October 11, 2006
It's interesting to see how our government reacts when a rogue nation tests our resolve. In recent months, Syria, Iran and North Korea have repeatedly scoffed at our might, warned us against intervening in their affairs, and vowed to destroy our country and our allies.
North Korea has, apparently, now taken it to the next level by detonating an underground nuclear bomb last weekend in the face of overwhelming international opposition. North Korea and Iran have found their way on the "No" list, meaning nuclear weapons are not allowed, as was the case with Iraq.
Curiously, Pakistan, India and Russia have joined the United States on the "Yes" list, which makes it an arbitrary compilation indeed. Are we to ascertain it's OK to have nuclear weapons in some cases, but not in others?
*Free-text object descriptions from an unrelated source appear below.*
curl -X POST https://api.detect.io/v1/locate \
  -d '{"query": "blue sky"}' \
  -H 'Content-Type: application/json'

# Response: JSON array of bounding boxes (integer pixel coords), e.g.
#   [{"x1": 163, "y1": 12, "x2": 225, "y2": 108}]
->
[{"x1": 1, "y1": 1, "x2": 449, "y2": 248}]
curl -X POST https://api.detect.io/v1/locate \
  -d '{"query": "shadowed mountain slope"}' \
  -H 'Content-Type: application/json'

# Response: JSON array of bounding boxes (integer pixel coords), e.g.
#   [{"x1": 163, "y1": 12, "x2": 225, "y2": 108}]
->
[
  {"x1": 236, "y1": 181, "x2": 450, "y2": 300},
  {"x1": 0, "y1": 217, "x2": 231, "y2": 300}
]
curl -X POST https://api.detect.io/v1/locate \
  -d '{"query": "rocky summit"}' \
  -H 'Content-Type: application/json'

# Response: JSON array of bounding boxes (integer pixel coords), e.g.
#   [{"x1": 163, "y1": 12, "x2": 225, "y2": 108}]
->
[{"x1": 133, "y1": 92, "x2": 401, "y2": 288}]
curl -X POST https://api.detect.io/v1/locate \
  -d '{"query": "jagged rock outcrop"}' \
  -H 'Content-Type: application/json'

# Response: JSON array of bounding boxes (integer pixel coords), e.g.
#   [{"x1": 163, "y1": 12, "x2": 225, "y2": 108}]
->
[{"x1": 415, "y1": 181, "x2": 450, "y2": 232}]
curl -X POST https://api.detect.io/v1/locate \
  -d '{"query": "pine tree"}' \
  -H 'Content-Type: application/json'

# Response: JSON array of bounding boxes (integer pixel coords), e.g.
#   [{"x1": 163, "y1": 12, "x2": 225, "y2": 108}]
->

Or is it the United States that draws up the lists and dares a country to cross the line?
The prevailing wisdom, of course, is some countries are "unstable" and their governments cannot be trusted with weapons of this magnitude.
North Korea, over the years, has been dissuaded from advancing its nuclear program through what amounts to bribery — billions in foreign aid, usually under the guise of "humanitarian" help.
Once it began to develop its program, the punishment was meted out swiftly — an economic boycott designed to place a stranglehold on needed food and medicine imports. So much for our "humanitarian efforts" in North Korea.
While we bully most of the world, North Korea has stood up to us and said, "Go ahead, try and stop us."
So where is the tough Cowboy who vowed to bring in bin Laden "dead or alive" and donned the garb of a fighter pilot for a photo op? Where is the tough talking Donald Rumsfeld, who so gleefully presided over the invasion of Iraq and the occupation of Afghanistan, a backwards country so poor that peasants can barely survive from week to week?
They're lobbying the United Nations, a powerless brood of diplomatic fops knee-deep in cronyism and so far removed from the real world that the diplomatic stickers on their cars mean more to them than the starving third world nations.
They will talk about North Korea, they will condemn North Korea, and North Korea will continue to do whatever it pleases. And the United States will lament the U.N. didn't do more and do little else.
Why? The United States is the world's bully, and like in real life, when someone stands eye-to-eye with the bully and says, "I dare you" the bully turns into a coward.
So we will walk away, tail between our legs, and then go and pummel a weakling — in this case the helpless country of Iraq — so the Cowboy can regain his swagger.